Et alors, qui aura les quatre millions...? J'attends avec impatience de savoir l'ami de quel élu y aura droit...

Avatar de polytan INpactien
Avatar de polytanpolytan- 25/11/13 à 07:32:25

On devrait essayer avec des sujets simples.
Je ne sais pas, par exemple "souhaitez-vous que Hollande dégage ? "

Je suis sur qu'on obtiendrait bien plus de 4.3 millions de oui....

Avatar de JoePike INpactien
Avatar de JoePikeJoePike- 25/11/13 à 07:34:45

Il est sûr qu'on est nettement meilleurs que les autres pays :D
En Suisse, 100 000 signatures pour 5 millions de votants
En Italie, 500 000 signatures pour 45 millions

France 4.3 millions pour 43 millions et en plus ça risque de coûter plus cher
On a gagné :mad2:

Avatar de babelouest INpactien
Avatar de babelouestbabelouest- 25/11/13 à 07:36:25

On l'aura compris depuis le début : ce n'est que de la poudre aux yeux, mais en aucun cas un référendum d'initiative populaire. A mon avis, c'est le passage obligé par les "représentants du peuple" (sic) qui est le plus gros obstacle. Les tentatives de référendum pourraient bien, le plus souvent, être dirigés contre eux. Ce qui pourrait leur plaire modérément.

Avatar de knos Abonné
Avatar de knosknos- 25/11/13 à 07:37:04

polytan a écrit :

On devrait essayer avec des sujets simples.
Je ne sais pas, par exemple "souhaitez-vous que Hollande dégage ? "

Je suis sur qu'on obtiendrait bien plus de 4.3 millions de oui....

Non il faut 4.3 millions de oui pour lancé le référendum

Après c'est 50% des votes +1 pour qu'il dégage mais bon je pense que le résultats serait au final le même

Mais après bonjour l'instabilité car les présidents avec 50% de soutien favorable après leur élections il n'y en a pas eu beaucoup.

Avatar de knos Abonné
Avatar de knosknos- 25/11/13 à 07:39:25

babelouest a écrit :

On l'aura compris depuis le début : ce n'est que de la poudre aux yeux, mais en aucun cas un référendum d'initiative populaire. A mon avis, c'est le passage obligé par les "représentants du peuple" (sic) qui est le plus gros obstacle. Les tentatives de référendum pourraient bien, le plus souvent, être dirigés contre eux. Ce qui pourrait leur plaire modérément.

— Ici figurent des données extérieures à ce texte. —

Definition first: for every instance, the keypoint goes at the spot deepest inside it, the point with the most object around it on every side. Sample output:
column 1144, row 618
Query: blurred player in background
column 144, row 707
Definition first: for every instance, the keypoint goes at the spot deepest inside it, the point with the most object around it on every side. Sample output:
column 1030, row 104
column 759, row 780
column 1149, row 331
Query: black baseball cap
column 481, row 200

En même temps dans ce cas ça ferai parler. Et certain ce réveillerai peu être.

Avatar de HarmattanBlow INpactien
Avatar de HarmattanBlowHarmattanBlow- 25/11/13 à 07:39:32

knos a écrit :

Pourquoi ne pas faire un directement les questions en referendum sur un tel site.

Je rêve ou tu proposes qu'on vote sur le site ? Auquel cas c'est parfait pour donner le pouvoir à la NSA, bravo.

Pourquoi crois-tu que 95% de ceux qui savent créer des systèmes de vote électronique (ingénieurs en développement logiciel ou en administration système, etc) sont absolument contre ? Vote électronique = invérifiable !

Si un jour le vote électronique passe je n'irai plus voter car ça ne servira absolument à rien. je ne sais pas qui de la DGSE, de la NSA ou de Google décidera du résultat mais ce ne seront pas les électeurs.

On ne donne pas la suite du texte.